St. George Tucker, a member of the Continental Congress, an officer in the Virginia militia during the revolution, and a professor at the College of William and Mary, before becoming a state and then federal judge, wrote a book about the Constitution, where he observed that people in government were working as hard as possible to evade its restrictions almost before the ink was dry.
Is it within reason to legitimately conclude that the Constitution was ‘inadequate’ from the start?
Could be……….
BLUF:
If morality is the defining quality for our form of self-government, we may no longer be qualified to self-govern. The Framers understood this. Our new immorality is the prescription for the constitutional system to fail. It is not that society cannot be formed by immoral people. It certainly can. However, that society’s governance will reflect the people’s (im)morality, and that rule will be centered on command and control without a moral basis. It will be tyranny.
Are we still a moral people capable of self-governance?
“Our Constitution was made only for a moral and religious People. It is wholly inadequate to the government of any other.” —John Adams
John Adams was not alone in understanding that our Constitution functions only if people have a shared morality derived from Judeo-Christian principles.
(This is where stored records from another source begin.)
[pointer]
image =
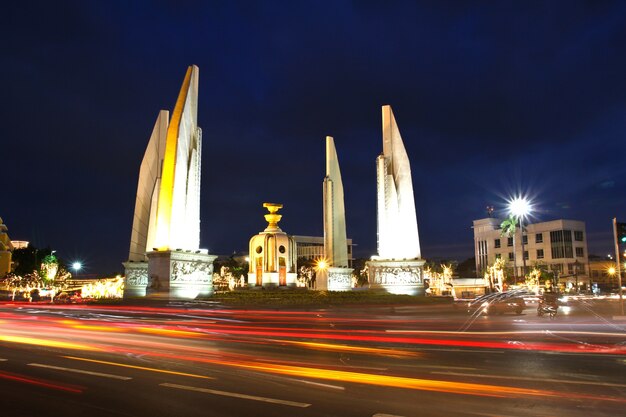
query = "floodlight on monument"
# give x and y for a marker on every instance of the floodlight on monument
(321, 264)
(520, 207)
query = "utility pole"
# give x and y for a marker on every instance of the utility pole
(617, 268)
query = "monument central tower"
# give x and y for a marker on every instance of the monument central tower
(397, 267)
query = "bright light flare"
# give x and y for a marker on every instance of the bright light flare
(321, 265)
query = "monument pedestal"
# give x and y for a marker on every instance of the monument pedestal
(397, 276)
(334, 279)
(170, 274)
(136, 279)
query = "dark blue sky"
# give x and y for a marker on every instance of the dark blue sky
(492, 98)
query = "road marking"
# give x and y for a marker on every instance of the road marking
(237, 395)
(522, 378)
(319, 384)
(139, 367)
(80, 371)
(462, 350)
(511, 332)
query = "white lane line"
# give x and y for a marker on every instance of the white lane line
(511, 332)
(237, 395)
(522, 378)
(80, 371)
(385, 415)
(462, 350)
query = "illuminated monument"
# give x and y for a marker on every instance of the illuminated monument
(338, 277)
(398, 266)
(165, 256)
(272, 254)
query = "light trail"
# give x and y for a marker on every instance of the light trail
(353, 349)
(47, 343)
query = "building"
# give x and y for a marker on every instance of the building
(5, 250)
(165, 256)
(560, 245)
(19, 244)
(312, 247)
(398, 267)
(272, 254)
(603, 274)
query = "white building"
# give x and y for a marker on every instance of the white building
(561, 245)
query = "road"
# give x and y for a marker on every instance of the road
(194, 359)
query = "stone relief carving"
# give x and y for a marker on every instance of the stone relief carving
(192, 272)
(137, 276)
(339, 279)
(397, 275)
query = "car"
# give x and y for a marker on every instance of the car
(498, 303)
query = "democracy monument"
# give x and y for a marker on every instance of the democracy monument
(337, 277)
(398, 267)
(165, 258)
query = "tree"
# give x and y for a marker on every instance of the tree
(509, 227)
(467, 268)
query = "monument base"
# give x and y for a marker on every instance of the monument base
(271, 280)
(136, 279)
(334, 279)
(397, 276)
(170, 274)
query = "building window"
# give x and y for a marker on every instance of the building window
(561, 244)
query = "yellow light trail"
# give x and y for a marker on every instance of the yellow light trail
(99, 328)
(143, 368)
(47, 343)
(169, 332)
(405, 382)
(347, 348)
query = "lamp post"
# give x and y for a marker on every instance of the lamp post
(520, 208)
(76, 266)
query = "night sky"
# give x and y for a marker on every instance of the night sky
(492, 99)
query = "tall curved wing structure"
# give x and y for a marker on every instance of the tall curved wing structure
(144, 220)
(397, 221)
(335, 238)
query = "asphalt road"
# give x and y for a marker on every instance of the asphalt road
(205, 360)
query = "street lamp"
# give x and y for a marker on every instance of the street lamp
(76, 266)
(519, 207)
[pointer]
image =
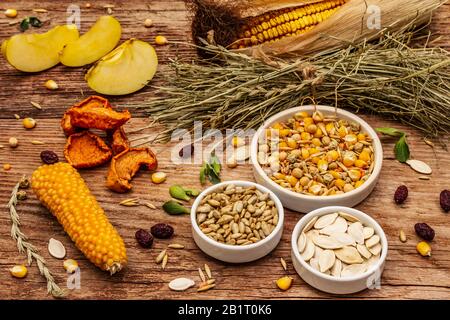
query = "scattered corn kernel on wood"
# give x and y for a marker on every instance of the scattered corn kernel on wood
(63, 191)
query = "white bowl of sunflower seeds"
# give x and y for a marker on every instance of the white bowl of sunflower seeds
(316, 156)
(237, 221)
(339, 250)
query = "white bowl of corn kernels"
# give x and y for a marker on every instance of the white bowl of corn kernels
(316, 156)
(237, 221)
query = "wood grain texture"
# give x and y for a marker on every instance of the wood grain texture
(407, 275)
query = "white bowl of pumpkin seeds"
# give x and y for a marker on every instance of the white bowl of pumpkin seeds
(237, 221)
(339, 250)
(316, 156)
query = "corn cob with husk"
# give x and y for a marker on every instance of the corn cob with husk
(304, 27)
(63, 191)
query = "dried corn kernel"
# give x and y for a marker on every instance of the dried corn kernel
(11, 13)
(284, 283)
(424, 249)
(161, 40)
(62, 190)
(70, 265)
(29, 123)
(159, 177)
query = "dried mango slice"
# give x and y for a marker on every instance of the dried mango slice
(91, 102)
(86, 150)
(125, 165)
(118, 139)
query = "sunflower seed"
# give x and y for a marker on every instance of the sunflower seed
(325, 220)
(181, 284)
(353, 270)
(362, 249)
(356, 231)
(301, 243)
(326, 260)
(348, 255)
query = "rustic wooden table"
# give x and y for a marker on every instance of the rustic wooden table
(407, 275)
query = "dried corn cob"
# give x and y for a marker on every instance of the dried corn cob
(277, 24)
(62, 190)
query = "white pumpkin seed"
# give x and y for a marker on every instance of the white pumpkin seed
(368, 232)
(56, 248)
(326, 242)
(326, 260)
(181, 284)
(362, 249)
(336, 268)
(372, 241)
(301, 243)
(354, 270)
(344, 238)
(376, 249)
(309, 250)
(325, 220)
(310, 224)
(356, 231)
(348, 255)
(314, 263)
(339, 225)
(419, 166)
(348, 216)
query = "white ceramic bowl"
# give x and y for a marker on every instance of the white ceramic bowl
(235, 253)
(369, 279)
(305, 203)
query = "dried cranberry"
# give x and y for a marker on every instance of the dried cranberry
(187, 151)
(144, 238)
(424, 231)
(49, 157)
(401, 194)
(444, 200)
(162, 231)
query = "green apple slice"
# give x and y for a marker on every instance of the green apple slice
(103, 36)
(35, 52)
(124, 70)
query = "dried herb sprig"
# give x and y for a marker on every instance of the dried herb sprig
(389, 77)
(30, 250)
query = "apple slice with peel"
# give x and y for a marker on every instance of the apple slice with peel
(124, 70)
(103, 36)
(35, 52)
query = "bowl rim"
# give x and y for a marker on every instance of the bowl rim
(237, 248)
(378, 153)
(325, 210)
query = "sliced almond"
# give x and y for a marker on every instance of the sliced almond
(309, 250)
(348, 255)
(362, 249)
(326, 242)
(181, 284)
(356, 231)
(419, 166)
(368, 232)
(56, 248)
(372, 241)
(301, 242)
(310, 224)
(339, 225)
(314, 263)
(325, 220)
(344, 238)
(376, 249)
(354, 270)
(326, 260)
(348, 216)
(336, 268)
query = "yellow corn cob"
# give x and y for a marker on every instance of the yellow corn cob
(62, 190)
(282, 23)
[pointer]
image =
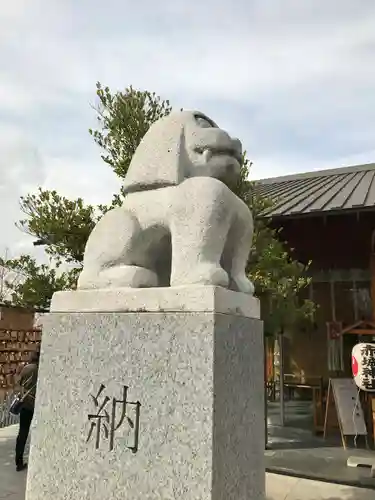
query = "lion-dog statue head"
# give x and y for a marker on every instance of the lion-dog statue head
(181, 145)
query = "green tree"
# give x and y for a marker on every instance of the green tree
(64, 225)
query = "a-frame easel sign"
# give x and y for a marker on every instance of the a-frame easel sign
(344, 397)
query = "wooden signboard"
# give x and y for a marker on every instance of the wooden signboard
(343, 393)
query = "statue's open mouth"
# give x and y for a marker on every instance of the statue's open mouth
(209, 152)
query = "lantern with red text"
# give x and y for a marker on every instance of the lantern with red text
(363, 366)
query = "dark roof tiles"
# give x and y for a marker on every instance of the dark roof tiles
(323, 191)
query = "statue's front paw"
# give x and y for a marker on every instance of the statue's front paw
(242, 284)
(202, 274)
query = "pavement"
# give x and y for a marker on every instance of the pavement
(295, 451)
(278, 487)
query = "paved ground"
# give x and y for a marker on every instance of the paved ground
(12, 483)
(295, 451)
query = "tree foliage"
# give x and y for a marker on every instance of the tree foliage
(64, 225)
(39, 283)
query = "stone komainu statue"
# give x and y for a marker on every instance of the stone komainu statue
(180, 224)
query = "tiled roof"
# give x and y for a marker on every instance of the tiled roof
(322, 191)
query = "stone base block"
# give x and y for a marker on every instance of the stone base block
(149, 406)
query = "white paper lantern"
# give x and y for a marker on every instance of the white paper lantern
(363, 366)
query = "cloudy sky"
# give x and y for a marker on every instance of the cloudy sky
(293, 79)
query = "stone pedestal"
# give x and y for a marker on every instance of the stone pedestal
(150, 403)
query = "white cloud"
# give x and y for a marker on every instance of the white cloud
(294, 80)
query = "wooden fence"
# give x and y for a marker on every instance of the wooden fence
(15, 349)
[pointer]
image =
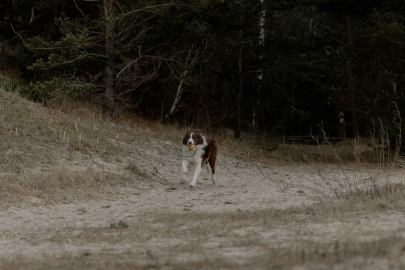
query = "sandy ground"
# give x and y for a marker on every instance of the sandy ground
(29, 230)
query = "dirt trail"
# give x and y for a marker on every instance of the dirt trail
(44, 232)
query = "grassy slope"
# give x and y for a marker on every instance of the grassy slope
(69, 151)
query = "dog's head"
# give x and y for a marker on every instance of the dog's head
(193, 137)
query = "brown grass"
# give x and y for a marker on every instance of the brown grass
(68, 152)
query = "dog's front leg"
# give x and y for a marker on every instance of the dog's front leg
(184, 165)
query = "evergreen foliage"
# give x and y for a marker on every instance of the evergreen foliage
(261, 65)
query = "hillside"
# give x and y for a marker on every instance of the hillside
(81, 192)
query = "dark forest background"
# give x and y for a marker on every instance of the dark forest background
(261, 66)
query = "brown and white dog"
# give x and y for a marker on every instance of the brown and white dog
(205, 151)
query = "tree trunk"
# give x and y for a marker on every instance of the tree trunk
(256, 99)
(350, 78)
(240, 88)
(109, 52)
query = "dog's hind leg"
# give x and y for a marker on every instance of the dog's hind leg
(197, 172)
(184, 166)
(208, 167)
(212, 165)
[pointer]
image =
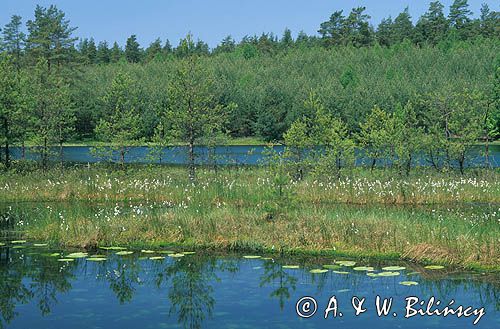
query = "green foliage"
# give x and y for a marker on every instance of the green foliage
(119, 125)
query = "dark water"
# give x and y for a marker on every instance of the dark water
(235, 155)
(220, 291)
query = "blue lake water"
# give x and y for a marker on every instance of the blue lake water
(234, 155)
(205, 290)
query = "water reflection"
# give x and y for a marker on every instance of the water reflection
(185, 292)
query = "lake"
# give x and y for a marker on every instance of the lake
(208, 290)
(233, 155)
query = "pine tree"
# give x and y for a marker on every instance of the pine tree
(50, 37)
(133, 50)
(14, 40)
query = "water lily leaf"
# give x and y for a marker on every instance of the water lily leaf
(394, 268)
(124, 253)
(176, 255)
(347, 263)
(332, 267)
(434, 267)
(388, 274)
(97, 259)
(113, 248)
(77, 255)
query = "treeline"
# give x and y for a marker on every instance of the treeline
(439, 78)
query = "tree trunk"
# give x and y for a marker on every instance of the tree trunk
(7, 152)
(61, 154)
(191, 161)
(122, 157)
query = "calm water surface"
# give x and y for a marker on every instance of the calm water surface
(205, 290)
(234, 155)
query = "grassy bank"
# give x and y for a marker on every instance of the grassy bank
(424, 217)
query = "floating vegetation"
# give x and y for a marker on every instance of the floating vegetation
(434, 267)
(393, 268)
(332, 267)
(113, 248)
(97, 259)
(347, 263)
(388, 274)
(176, 255)
(124, 253)
(77, 255)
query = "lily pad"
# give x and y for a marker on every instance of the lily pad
(124, 253)
(391, 273)
(176, 255)
(347, 263)
(332, 267)
(97, 259)
(434, 267)
(113, 248)
(394, 268)
(77, 255)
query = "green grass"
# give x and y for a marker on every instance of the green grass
(427, 217)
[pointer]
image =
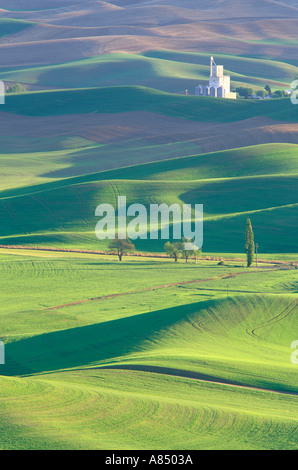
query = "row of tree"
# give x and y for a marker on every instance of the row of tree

James Madison wrote that our Constitution requires “sufficient virtue among men for self-government”; otherwise, “nothing less than the chains of despotism can restrain them from destroying and devouring one another.” It’s not clear that 21st-century America has that necessary virtue.
The Ten Commandments are at the center of Judeo-Christian moral teaching. (I have written before about the connection of virtue and morality as it relates to First and Second Amendment rights.) Even non-religious people once understood that these principles are useful guides for moral living in a functioning society. Much has changed in just a few years, though.
The first few commandments are about man’s relationship with God and are not relevant to this discussion. What matters here are the commandments that concern our relationships with others, which define morality as our Framers understood it. They have societal value independent of the precepts about the relationship to God. No religious beliefs are necessary to accept their value as moral principles. It was this morality that the Framers saw as essential to constitutional self-government.
Today, many on the left no longer consider these principles a standard for moral behavior. They have become a standard to avoid. A significant part of our society believes we should actively defy the moral truth of these principles. This belief has serious political implications.